La forma de la oración ignaciana cumple con los momentos propios de una
conversación donde intercambiamos primero un saludo de bienvenida (Disposición: Me siento cómodo, y me dispongo a pasar un lindo momento con Jesús. Me hago consciente de mi cuerpo. Me sereno. Escucho mi respiración. Siento cómo Dios me mira, digo alguna frase de reverencia, hago la señal de la cruz para comenzar mi oración); un momento donde le pedimos algo a esa persona que está conmigo (lo que se busca en la oración); un momento donde hago silencio y escucho la palabra mediante la meditación y, finalmente, el coloquio donde tomo la palabra buscando expresarle lo que más necesito decirle: agradeciendo, pidiendo o buscando algún consejo suyo.

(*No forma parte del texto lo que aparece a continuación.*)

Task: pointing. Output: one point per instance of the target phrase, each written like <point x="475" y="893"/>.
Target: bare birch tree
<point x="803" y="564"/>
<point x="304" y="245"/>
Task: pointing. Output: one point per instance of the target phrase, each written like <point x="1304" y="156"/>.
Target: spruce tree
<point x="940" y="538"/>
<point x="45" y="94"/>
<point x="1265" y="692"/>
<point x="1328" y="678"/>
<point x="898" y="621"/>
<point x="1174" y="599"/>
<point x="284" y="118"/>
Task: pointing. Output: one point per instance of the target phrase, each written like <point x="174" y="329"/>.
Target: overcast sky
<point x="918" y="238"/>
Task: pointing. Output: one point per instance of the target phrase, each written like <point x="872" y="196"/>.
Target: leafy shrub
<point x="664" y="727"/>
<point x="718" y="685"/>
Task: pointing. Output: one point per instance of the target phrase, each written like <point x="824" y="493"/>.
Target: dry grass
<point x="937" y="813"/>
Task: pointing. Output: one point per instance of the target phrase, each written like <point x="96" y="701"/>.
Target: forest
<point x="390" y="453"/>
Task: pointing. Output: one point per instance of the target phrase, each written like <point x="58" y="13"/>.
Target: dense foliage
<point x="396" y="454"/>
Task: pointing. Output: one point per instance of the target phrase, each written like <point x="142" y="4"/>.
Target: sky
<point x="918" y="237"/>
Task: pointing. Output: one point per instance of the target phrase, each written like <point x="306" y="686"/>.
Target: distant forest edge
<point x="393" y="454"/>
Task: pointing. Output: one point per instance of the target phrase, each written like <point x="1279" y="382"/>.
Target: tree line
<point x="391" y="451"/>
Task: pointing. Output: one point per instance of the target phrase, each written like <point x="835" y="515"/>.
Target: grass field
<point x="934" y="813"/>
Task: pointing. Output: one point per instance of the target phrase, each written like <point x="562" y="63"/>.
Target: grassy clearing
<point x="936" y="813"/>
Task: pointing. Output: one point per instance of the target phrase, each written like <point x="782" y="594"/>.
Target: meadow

El momento de escucha de la meditación consiste en una lectura tranquila del
texto dado, buscando que de las palabras se desprenda el sabor oculto y el sentido hondo que tienen. Las palabras son como un pedazo de pan o de carne: algo que masticamos con lentitud buscando que de ellas aparezca el sabor. No hace falta sacar conclusiones ni leer todo el texto, sino, más bien, sentir las palabras, y gustar y repetir internamente aquella frase que me despierta sabor. A veces puede ser una frase muy sencilla, o sólo un verbo la que despunte un sabor hondo para el alma: no hace falta seguir adelante, sino que es bueno quedarse ahí donde gustamos de la paz o del cariño de Dios. Los pasos para la meditación pueden ser los siguientes
a) Leo detenidamente cada frase, por ejemplo: “Tú me sondeas y me conoces”
(Salmo 139) b) Repito y mastico esa frase internamente. c) Me pregunto internamente por su sentido: ¿qué significa que me conoce? ¿cómo es que me sondea? ¿qué significa ese “tu”? Buscando más que responder a esas preguntas, el sentir la profundidad desconocida hacia la cual apuntan.